さらに、光だけでなく「40Hzの音」でも同様の効果があるとのこと。ネットニュースでは中国の研究チームが、これまでマウスで確認されていたこの現象を「アカゲザル」でも実証したと発表していました。霊長類で確認されたということは、人間への応用がいよいよ現実味を帯びてきたことを意味します。光と音の刺激を併用すれば、相乗効果も期待できるでしょう。すでにハーバード大学を中心に実用化プロジェクトも進んでおり、今後の展開が非常に楽しみな分野です。
通常、脳内のアミロイド沈着を調べるには特殊なPET検査や髄液検査が必要で、患者さんの負担や施設側の設備面から、誰でも気軽に受けられるものではありませんでした。 ところが、ここでも新しい技術が登場しています。なんと、採血だけで脳内のアミロイド蓄積量を推測できる検査が可能になりつつあるのです。米国ではすでに実用化されており、日本への導入も時間の問題だと思われます。
この検査は、発症後の診断はもちろん、「健診」で真価を発揮するはずです。
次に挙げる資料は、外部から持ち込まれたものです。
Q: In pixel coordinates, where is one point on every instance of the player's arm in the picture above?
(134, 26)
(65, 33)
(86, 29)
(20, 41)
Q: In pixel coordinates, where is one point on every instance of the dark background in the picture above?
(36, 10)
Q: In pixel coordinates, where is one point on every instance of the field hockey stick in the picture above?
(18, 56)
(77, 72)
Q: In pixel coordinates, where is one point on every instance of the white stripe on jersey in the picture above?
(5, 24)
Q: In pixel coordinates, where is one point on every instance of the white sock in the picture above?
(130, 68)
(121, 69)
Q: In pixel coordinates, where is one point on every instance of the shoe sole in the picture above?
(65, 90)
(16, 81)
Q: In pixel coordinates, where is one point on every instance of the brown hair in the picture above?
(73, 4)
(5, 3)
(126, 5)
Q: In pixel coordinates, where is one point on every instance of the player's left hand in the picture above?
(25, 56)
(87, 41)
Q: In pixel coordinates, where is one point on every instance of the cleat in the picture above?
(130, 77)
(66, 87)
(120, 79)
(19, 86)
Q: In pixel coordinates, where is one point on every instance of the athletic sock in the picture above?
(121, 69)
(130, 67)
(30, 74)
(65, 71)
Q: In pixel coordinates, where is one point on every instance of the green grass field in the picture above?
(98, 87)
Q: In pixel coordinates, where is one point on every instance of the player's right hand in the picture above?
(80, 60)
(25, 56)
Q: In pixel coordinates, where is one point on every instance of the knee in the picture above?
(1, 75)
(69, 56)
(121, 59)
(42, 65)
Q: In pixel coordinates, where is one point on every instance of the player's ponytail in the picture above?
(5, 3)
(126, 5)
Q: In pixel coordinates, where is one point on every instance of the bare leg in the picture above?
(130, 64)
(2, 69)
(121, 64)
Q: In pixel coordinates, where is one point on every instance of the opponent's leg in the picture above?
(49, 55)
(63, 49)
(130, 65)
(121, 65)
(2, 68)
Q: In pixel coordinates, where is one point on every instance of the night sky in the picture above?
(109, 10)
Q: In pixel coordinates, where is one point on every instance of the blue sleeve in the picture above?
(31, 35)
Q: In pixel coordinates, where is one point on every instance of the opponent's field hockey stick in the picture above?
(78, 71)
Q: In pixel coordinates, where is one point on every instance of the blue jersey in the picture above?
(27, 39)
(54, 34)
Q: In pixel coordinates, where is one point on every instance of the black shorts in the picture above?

毎年数値を追うことで、上昇の兆しから認知症の予兆を早期に捉え、先述の光・音刺激などの予防策を講じることができるようになるからです。
さて、先日、当院が訪問診療で伺っている認知症専門の高齢者施設で、責任者の方が退職されるというお話を耳にしました。 何十人もの認知症の方々をケアする現場は、一瞬たりとも気が抜けません。目を離した隙に異物を口にされたり、転倒して怪我をされたりと、常に緊張感と隣り合わせの非常に過酷な仕事です。一方で、介助がなければ食事すらままならない方も多く、献身的な支えが不可欠です。
しかし、私はあえて言いたいのですが、介護の現場で頑張りすぎてはいけません。 仕事を適切に分担し、「長期戦」として取り組まなければ、人生100年時代といわれる現代では、介護する側が先に倒れてしまいます。これはご家庭で介護されている場合も同じです。どうか一人で抱え込まず、ケアマネジャーや行政の窓口に相談し、ショートステイなどの社会資源を積極的に活用してください。そのための介護保険制度なのですから。